Critique

À la télé ce vendredi soir: Les Géants

Les Géants © DR
Jean-François Pluijgers
Jean-François Pluijgers Journaliste cinéma

Troisième long métrage de Bouli Lanners, Les Géants relate l’équipée de 3 ados livrés à eux-mêmes, un voyage initiatique inscrit dans un cadre fantasmatique ouvrant sur le conte.

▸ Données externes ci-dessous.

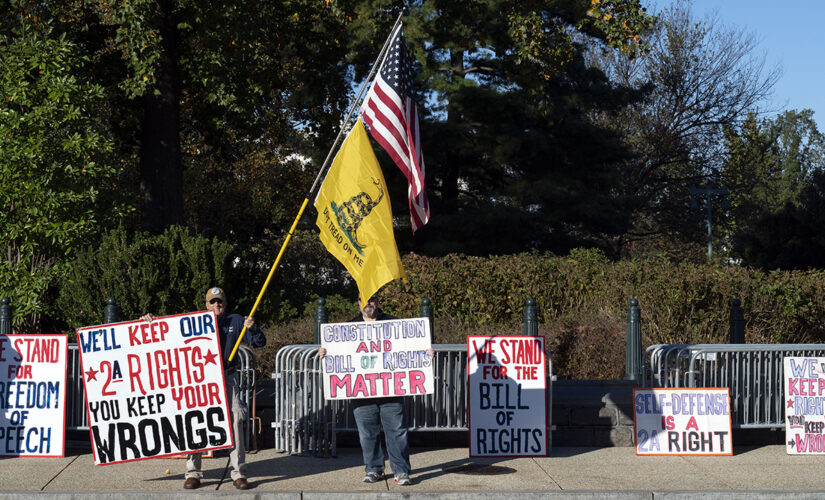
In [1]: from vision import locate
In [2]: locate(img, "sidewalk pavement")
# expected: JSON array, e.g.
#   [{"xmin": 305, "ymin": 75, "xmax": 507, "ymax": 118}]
[{"xmin": 0, "ymin": 445, "xmax": 825, "ymax": 500}]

Ils sont 2 frères, Zak et Seth, à glander dans une voiture dépareillée, en ce qui s’annonce comme une nouvelle journée de vacances suintant l’ennui. Voire, toutefois: quelques embardées plus loin, la paire avise un compagnon de désoeuvrement, Dany, jeune ado lui aussi, trahi par sa mobylette. Duo devenu trio, laissés entièrement livrés à eux-mêmes, les voilà qui embarquent pour une curieuse équipée dans une nature tour à tour hostile ou complice; un monde comme à la lisière de celui des adultes, qui va servir de cadre à l’aventure, insolite, de leur vie, entre rencontres improbables, galères à répétition et débrouille solidaire.

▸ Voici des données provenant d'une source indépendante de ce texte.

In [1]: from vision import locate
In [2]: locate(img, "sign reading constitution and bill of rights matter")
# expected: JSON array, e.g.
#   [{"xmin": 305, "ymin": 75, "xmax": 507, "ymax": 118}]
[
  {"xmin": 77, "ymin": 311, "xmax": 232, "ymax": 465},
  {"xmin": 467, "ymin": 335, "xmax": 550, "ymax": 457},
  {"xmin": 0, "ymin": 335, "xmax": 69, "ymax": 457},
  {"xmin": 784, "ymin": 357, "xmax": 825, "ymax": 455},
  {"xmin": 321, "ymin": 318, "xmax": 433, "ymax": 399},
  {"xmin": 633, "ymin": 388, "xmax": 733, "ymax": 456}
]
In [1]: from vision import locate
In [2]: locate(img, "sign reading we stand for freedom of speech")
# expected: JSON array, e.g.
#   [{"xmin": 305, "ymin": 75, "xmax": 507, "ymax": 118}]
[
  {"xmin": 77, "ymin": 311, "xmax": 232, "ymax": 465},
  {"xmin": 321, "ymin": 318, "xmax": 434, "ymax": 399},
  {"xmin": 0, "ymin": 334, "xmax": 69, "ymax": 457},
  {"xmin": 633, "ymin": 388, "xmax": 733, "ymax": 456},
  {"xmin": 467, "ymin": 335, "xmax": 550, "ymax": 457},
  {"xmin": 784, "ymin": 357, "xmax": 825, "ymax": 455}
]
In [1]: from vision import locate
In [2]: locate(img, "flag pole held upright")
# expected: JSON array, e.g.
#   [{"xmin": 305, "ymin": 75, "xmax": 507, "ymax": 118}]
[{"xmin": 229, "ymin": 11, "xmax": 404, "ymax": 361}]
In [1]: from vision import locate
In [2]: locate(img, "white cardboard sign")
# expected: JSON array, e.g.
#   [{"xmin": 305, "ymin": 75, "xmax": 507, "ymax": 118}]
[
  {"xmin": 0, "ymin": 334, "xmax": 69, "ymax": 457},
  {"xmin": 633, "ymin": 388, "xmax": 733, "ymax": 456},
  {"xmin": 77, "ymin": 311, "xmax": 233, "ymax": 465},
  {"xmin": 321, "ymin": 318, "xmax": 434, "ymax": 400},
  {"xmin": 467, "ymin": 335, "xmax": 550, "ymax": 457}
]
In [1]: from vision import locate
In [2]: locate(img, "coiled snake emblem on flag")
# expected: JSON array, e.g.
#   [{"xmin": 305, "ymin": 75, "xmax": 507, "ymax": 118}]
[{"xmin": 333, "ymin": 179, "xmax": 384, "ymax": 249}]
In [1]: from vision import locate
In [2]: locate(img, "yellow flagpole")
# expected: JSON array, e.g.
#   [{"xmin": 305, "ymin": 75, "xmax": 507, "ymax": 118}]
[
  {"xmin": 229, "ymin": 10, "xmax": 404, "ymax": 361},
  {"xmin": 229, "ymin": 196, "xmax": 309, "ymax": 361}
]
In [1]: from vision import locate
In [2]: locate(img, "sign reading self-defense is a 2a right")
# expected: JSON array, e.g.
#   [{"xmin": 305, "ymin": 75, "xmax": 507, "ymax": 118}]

C’est à la fois l’un des charmes et l’une des singularités du cinéma de Bouli Lanners, de s’attacher à un argument minimaliste pour dispenser un regard pénétrant sur le monde. Après Ultranova et Eldorado, il n’en va pas autrement des Géants, film écrit à hauteur de pré-ado, qui va envoyer ses héros aux marges de la société, en même temps qu’il leur ouvre bien grandes les portes de l’univers des contes. Le réalisateur trouve là la juste distance: si l’aventure qui attend ses protagonistes n’aura rien d’un long fleuve tranquille, tout en brassant des thèmes connus -celui, très « lannersien » de l’absence parentale et de la rupture familiale, comme cet autre, plus général, de l’adolescence envisagée comme âge de tous les possibles-, elle s’inscrit aussi dans un espace immatériel. Le voyage initiatique a pour cadre une zone-tampon, pour ainsi dire, où, sans être en rien édulcorées, violence et noirceur s’incarnent en une série de figures archétypales, ogre et autres chasseurs, à qui une bonne fée offrira un providentiel contre-point. Jusqu’au cadre qui épouse des contours fantasmatiques, aux bois succédant la rivière, convoquant -comment pourrait-il en aller autrement?- le souvenir de La Nuit du chasseur, encore que le réalisateur s’emploie judicieusement à varier les humeurs: on pense, tout aussi sûrement, aux pieds nickelés en découvrant les tribulations de ces galopins.

Lignes de fuite

S’il suggère encore par endroits un Stand By Me sous le ciel de Wallonie, le film porte avant tout la marque de son auteur. S’agissant d’une oeuvre aquatique qui plus est, on ne s’étonnera pas du caractère flottant d’une narration osant des lignes de fuite, ce en quoi elle rejoint les opus antérieurs de Bouli Lanners, encore qu’insensiblement, le propos semble s’y resserrer. A la parenté thématique s’en ajoute une autre, esthétique, où les plans apparaissent comme autant de compositions picturales ayant le don de sublimer l’environnement naturel, alors que la musique, hantée, de The Bony King of Nowhere achève d’inscrire Les Géants dans un horizon incertain. On s’y glisse avec bonheur à la suite de son attachant trio de gamins, pour un voyage riche en péripéties et guère moins en questions en suspens, et dont la seule certitude voudra que demain ne soit pas comme avant -perspective enivrante, jusqu’au vertige.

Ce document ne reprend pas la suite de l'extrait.